We’re not! Some of us are pretty good parents. I don’t know why I’m insulted by the rudimentary “advice” being given by non-parents, but I am. I can’t put my finger on why.

It’s true. I saw a shitty kid outside once and concluded that all parents are terrible, including my own.

I don’t know about that; I didn’t get married until 35, and our first son was born when I was 38, about to be 39. So I’ve probably lived at least half my life without children.

I’m not firmly on the “if you’re not a parent, you CAN’T have anything constructive to say, and anything you say is offensive” bandwagon. There’s definitely some value to seeing things from the outside.
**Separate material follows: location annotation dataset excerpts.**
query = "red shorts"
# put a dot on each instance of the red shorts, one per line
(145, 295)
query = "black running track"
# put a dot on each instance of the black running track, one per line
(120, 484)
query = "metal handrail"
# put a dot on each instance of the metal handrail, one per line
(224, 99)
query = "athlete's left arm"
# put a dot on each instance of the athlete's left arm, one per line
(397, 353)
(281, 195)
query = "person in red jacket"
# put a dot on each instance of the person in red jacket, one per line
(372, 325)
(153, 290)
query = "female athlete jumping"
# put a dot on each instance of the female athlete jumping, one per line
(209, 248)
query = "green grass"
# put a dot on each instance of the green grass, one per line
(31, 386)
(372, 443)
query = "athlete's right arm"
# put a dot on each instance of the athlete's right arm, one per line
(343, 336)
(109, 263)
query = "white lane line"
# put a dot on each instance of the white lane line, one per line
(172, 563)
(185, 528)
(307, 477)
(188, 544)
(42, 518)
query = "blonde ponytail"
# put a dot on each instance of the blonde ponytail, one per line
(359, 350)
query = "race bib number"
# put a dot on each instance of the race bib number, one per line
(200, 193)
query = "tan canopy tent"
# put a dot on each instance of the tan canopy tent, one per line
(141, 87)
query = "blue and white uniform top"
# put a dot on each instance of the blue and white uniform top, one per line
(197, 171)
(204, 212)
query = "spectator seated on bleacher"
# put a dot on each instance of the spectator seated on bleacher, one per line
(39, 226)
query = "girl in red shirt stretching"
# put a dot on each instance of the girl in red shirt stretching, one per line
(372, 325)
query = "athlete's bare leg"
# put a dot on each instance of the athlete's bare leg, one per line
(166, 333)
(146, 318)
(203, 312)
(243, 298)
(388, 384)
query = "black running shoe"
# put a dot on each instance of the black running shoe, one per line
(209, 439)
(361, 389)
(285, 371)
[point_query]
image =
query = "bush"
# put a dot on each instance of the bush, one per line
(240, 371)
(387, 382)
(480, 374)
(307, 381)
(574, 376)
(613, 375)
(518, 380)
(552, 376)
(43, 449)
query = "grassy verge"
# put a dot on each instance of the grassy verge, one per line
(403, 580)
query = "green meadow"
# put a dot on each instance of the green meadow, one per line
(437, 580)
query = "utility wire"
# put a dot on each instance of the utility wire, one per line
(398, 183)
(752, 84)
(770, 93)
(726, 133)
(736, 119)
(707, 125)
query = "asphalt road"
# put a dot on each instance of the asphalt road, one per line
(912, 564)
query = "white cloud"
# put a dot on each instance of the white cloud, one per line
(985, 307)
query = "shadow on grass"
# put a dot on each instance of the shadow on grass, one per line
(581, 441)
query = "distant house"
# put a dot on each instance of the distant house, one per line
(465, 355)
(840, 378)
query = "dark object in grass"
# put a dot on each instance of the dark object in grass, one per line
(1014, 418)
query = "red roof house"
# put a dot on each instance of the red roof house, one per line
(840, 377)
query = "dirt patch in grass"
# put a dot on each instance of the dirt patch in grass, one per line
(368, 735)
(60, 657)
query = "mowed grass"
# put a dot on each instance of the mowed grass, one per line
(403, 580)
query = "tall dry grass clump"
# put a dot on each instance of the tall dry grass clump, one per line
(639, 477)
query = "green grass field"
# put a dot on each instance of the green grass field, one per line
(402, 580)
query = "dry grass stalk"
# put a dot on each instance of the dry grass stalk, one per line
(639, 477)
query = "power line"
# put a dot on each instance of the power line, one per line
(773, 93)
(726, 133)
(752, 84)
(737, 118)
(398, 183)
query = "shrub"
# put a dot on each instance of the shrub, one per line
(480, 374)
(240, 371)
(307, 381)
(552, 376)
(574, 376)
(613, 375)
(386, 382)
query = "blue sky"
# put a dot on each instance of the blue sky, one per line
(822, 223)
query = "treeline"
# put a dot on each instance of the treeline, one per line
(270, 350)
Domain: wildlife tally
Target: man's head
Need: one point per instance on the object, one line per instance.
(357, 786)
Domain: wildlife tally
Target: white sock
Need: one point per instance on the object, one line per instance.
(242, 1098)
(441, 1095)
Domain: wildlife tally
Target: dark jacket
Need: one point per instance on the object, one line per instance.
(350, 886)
However, when you’re in the trenches so to speak, it can seem a little sanctimonious or infuriating to hear someone without children, or who hasn’t done the 24/7 parent thing bloviate about how parents should do this or that, or how it can’t be hard or whatever.

My personal pet-peeve is the way some people are so snide about toddlers and babies at restaurants, especially family type places. It’s freaking hard to take a little kid out to eat, and parents get damned tired of staying at home all the time. Babysitting is expensive and hard to find, and little ones need to be socialized, so we bring them out to eat with us. While we do our best not to impinge on your dining enjoyment, it’s unreasonable to expect all toddlers to be well-behaved for the hour or so that you eat. Cut parents some slack if they’re trying to discipline their children or are taking them outside in shifts, or if they bring the kid back in thinking the tantrum’s over, only to find out it’s not.

Two things to thing about before having a baby: They turn into adolescents, and you never get rid of these people.

I have an affliction called Extreme Literal-Mindedness. I can’t figure out what you mean by “ashy.” Is this code for something, or do you mean really really dry skin? If the latter, I’ve never heard of ashy used this way. I don’t get out much.

Are your own parents critical of or supportive of your parenting style?

Monstro’s niece is probably black. Some black people get dry skin, and refer to it as “ashy” because their skin does indeed look like it’s covered in ash.

I came to post this.
Also, here’s a newsflash for non parents whining about the annoying children: You seem to think you have more of a right to exist in this world than we do. I mean, god forbid, that one time out of a hundred you went to Applebees and was bothered by an annoying kid crying his ass off as you were trying to choke down your crappy meatloaf special. Ooo, how terrible for you! Gee your life must really suck.

To quote the great George Costanza: “WE’RE LIVING IN A SOCIETY!!” You’re going to have to deal with annoying people from time to time. So get over your fragile sensibilities and move on with life.